Le régime ne cesse de perdre ses amis déjà peu nombreux. Après la France et son ouverture «généreuse» à son égard depuis 2008, le Qatar, son plus grand soutien politique et économique devient, pour le régime et sa propagande, un pays ennemi considéré comme une base militaire américaine dans le Golfe et comme étant un pays qui développe des relations secrètes avec Israël. Cette dégradation dans les relations a été graduelle mais elle est arrivée à un stade de non retour sauf miracle (et Dieu sait que les miracles existent en politique). Le retrait des investissements qataris a commencé à se faire ressentir.

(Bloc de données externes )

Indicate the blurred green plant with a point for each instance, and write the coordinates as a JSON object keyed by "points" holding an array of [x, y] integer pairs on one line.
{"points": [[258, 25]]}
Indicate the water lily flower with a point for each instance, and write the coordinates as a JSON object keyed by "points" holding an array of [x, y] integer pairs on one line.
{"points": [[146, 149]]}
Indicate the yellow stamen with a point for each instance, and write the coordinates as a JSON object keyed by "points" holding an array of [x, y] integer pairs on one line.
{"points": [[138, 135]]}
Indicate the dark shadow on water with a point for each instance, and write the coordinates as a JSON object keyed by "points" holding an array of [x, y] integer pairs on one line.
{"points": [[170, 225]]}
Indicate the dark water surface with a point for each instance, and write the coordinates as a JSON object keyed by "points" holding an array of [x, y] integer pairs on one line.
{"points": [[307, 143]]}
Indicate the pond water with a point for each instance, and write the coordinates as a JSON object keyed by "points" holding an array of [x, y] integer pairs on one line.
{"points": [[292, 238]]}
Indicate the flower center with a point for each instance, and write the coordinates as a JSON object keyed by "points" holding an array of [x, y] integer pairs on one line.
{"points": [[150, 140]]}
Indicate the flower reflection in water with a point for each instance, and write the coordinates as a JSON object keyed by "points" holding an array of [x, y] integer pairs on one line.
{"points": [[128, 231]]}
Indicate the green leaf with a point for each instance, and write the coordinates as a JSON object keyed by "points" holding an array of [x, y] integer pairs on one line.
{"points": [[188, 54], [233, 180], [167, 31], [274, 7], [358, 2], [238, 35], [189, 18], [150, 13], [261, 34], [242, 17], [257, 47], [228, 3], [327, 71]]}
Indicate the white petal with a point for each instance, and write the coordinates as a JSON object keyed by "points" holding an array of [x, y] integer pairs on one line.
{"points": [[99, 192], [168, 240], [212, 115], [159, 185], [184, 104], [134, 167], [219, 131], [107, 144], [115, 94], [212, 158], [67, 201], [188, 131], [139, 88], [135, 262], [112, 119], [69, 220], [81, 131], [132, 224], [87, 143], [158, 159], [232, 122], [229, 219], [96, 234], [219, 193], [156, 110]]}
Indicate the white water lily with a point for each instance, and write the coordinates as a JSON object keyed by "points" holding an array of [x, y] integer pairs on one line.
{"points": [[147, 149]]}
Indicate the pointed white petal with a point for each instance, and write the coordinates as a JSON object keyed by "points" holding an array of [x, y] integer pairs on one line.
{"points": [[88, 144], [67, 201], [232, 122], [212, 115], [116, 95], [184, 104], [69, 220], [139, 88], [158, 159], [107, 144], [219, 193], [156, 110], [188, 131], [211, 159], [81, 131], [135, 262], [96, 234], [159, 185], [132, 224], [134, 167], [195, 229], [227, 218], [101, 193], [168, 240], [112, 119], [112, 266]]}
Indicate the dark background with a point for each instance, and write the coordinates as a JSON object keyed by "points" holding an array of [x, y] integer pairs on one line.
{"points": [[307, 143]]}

La Turquie et particulièrement son Premier Ministre, autre ami «fidèle» a investi largement dans ses relations même personnelles avec le Président syrien. Les déclarations des dirigeants turcs ne cessent de se durcir avec le développement de la répression.
Des mots forts ont été prononcés à l’encontre du régime syrien par le Premier ministre Ardogan et le ministre des Affaires étrangère Uglou. Ainsi, la réaction officielle syrienne n’a pas épargné les amis turcs en les considérant comme une composante d’un «complot» les associant aux Américains, Israéliens et Frères Musulmans …. La tension ne cesse de s’accroître avec l’arrivée massive des réfugiés syriens dans le sud de la Turquie.
Les Syriens sont condamnés à l’espoir ; ce qui se passe n’est pas la fin de leur histoire millénaire. Ils resteront pacifiques et unifiés. Les occupants les plus virulents n’ont pas réussi à les diviser pour qu’un jour des milices locales sans foi ni loi y arrivent. Il faut que la violence aveugle cesse et qu’un dialogue sous forme de négociation soit effectif entre un pouvoir qui acceptera son départ à travers une transition et un peuple qui exprimera sa propre vision pour un avenir meilleur dans un pays plein de ressources.